99.5% of COVID-19 deaths in the US are now in unvaccinated people, CDC head says
- Nearly all US COVID-19 deaths in recent months were in unvaccinated people, Rochelle Walensky said.
- People who haven't been vaccinated are "particularly at risk" of severe disease and death, she said.
- Cases and hospitalization are up in counties with low vaccination rates, she said.
Almost all recent COVID-19 deaths in the US were among unvaccinated people, according to preliminary data from the Centers for Disease Control and Prevention.
People who have not been vaccinated "remain susceptible, especially from the transmissible Delta variant, and are particularly at risk for severe illness and death," Dr. Rochelle Walensky, the director of the CDC, told a press briefing on Thursday.
"Preliminary data from several states over the last few months suggest that 99.5% of deaths from COVID-19 in the United States were in unvaccinated people," Walensky said.
Walensky did not give a specific time frame for the data.
The estimate is in line with findings from a June analysis from the Associated Press, which found that only 0.8% of people who died from COVID-19 in the US in May were vaccinated.
Walensky's comments come as the highly transmissible Delta variant is spreading across the country.

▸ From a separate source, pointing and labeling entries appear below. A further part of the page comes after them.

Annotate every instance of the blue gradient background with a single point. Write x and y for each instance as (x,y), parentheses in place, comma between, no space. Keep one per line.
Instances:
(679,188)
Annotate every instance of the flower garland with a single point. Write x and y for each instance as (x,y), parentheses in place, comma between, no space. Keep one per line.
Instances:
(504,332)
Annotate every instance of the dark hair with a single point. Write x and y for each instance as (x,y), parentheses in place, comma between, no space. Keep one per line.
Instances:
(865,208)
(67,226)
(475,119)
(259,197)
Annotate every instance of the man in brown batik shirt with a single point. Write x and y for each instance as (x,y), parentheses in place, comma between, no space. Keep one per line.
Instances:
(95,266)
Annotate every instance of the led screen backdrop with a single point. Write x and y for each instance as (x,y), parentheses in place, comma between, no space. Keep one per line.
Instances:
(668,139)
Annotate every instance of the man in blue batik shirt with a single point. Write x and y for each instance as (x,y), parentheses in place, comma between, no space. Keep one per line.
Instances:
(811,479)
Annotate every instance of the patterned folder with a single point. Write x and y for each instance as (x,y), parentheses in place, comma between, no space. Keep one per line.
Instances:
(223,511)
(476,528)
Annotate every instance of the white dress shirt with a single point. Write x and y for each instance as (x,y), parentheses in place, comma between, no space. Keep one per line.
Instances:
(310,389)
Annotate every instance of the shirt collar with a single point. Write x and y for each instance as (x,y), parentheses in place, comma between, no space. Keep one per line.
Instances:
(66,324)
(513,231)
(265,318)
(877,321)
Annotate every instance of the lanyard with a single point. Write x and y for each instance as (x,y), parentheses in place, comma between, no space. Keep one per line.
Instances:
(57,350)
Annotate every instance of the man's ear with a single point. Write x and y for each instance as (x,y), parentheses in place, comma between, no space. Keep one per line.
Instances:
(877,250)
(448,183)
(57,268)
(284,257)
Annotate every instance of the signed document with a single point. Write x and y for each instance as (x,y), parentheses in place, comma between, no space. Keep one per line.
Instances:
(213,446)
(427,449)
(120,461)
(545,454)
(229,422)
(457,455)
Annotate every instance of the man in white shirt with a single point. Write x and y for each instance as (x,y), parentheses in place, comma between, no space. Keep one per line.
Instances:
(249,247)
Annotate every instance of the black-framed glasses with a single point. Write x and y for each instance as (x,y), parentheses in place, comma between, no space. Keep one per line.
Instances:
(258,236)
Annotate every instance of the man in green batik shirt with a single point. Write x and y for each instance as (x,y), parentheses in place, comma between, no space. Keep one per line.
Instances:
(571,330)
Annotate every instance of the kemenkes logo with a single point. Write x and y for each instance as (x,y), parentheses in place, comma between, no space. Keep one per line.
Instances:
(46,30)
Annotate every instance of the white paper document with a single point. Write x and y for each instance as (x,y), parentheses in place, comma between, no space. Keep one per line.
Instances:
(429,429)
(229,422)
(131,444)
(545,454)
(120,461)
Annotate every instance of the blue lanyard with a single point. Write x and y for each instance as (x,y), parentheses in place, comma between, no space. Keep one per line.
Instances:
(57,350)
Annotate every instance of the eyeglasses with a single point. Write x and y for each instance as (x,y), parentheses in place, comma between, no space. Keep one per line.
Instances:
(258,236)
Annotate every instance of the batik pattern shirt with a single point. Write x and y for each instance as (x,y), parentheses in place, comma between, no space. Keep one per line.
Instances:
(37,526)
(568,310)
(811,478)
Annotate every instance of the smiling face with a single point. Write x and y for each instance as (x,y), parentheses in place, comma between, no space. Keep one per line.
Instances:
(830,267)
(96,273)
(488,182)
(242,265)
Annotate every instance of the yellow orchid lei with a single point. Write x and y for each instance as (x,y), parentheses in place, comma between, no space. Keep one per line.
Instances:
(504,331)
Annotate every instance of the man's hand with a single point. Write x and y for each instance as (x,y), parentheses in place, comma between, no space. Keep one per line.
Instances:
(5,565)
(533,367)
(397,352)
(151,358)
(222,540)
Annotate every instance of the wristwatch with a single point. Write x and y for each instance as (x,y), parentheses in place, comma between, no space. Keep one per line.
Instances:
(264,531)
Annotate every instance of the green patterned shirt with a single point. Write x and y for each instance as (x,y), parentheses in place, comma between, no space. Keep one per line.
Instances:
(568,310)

Estimates published this week from the CDC indicate that the variant makes up more than half of the cases in the US.
"Although we expected the Delta variant to become the dominant strain in the US, this rapid rise is troubling," Walensky said, adding that the variant was surging in pockets of the country with low vaccination rates.
Nationwide, hospitalization and deaths remain far lower than the numbers seen in January, something Walensky credited to a successful vaccination campaign.
But cases and hospitalization are rising in US counties where vaccination rates are low, she said.
Walensky said 173 counties had case rates above 100 per 100,000 people. That's about three times the national average of about 32 cases per 100,000, according to CDC data.
Nine in 10 of those 173 counties had vaccinated fewer than 40% of their residents, she said.
On Tuesday, President Joe Biden proposed changes to the US vaccination campaign, including suggesting a door-to-door vaccination effort.
Walensky also said on Thursday that the authorized vaccines in the US could prevent severe disease, hospitalization, and death from the Delta variant.
Data indicates that two doses of the Pfizer-BioNTech, Moderna, or Oxford-AstraZeneca COVID-19 vaccines are highly protective against Delta.